Portraits Of Kyoto
Tatler Singapore|May 2021
Singaporean photographer Russel Wong gets insider access into the famously private world of the geisha in Kyoto and shares the first images from this passion project spanning 13 years— and counting—in a new double‑bill exhibition at the Asian Civilisations Museum
 Hashirin Nurin Hashimi

It was on a Monday in February last year, only weeks before international travel was grounded due to Covid‑19, when Russel Wong received a text message from a friend in Kyoto: there is a forecast for snow in the city on Friday morning. When the forecast remained on Wednesday, Wong immediately bought his plane ticket and arrived in Kyoto on Thursday night, just in time to capture the winter scene at the golden pavilion of the iconic Kinkakuji Temple the next morning (see p.24).

Such are the lengths that the Singaporean photographer, renowned for making portraits of Hollywood celebrities such as Jackie Chan, Zhang Ziyi and Isabella Rossellini and numerous Time magazine covers, would go to get the perfect shot. You see, it hardly ever snows in Kyoto—and Wong would know for he has made between six to eight trips annually to the old capital of Japan over the past 13 years, with the singular focus of documenting the lives of the city’s geisha community, or geiko in the local dialect, along with the beauty of its nature and architecture.

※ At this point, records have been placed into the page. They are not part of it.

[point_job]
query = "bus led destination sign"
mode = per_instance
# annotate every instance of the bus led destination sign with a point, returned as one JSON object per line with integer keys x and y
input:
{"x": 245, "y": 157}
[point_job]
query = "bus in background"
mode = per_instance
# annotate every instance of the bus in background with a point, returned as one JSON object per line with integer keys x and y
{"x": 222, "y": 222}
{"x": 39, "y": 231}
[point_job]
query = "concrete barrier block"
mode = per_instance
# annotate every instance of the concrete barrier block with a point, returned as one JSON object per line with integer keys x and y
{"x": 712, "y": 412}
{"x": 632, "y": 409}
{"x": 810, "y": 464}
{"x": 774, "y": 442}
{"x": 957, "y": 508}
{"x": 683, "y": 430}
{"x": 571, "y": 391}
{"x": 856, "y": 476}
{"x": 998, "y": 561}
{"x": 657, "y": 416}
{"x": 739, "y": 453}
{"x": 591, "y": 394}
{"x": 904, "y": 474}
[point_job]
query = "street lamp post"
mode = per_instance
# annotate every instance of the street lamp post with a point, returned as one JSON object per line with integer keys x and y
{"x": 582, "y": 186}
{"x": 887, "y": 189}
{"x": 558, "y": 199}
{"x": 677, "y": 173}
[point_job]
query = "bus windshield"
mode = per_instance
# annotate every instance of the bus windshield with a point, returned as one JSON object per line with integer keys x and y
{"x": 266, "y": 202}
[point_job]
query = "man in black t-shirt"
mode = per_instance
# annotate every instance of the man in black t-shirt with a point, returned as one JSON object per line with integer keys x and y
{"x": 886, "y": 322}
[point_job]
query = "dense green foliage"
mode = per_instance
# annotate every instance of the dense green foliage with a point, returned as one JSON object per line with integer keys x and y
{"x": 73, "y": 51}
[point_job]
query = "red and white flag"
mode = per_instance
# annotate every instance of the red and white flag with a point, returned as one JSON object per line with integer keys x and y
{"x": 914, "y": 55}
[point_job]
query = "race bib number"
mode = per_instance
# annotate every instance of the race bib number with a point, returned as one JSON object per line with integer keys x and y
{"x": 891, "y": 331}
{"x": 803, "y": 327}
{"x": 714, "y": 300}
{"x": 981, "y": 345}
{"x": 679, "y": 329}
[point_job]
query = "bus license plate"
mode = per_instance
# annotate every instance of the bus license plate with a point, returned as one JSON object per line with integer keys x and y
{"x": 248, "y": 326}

Kyoto is the subject of one half of a new double‑ bill exhibition, Life in Edo | Russel Wong in Kyoto, at the Asian Civilisations Museum. “There are very few places you go to where you still feel like you are in the old world. Kyoto is definitely one of them, with its traditional wooden machiya houses, women in kimonos … it’s not just the physical architecture, but the people too. There’s a certain old‑world charm to it,” enthuses Wong.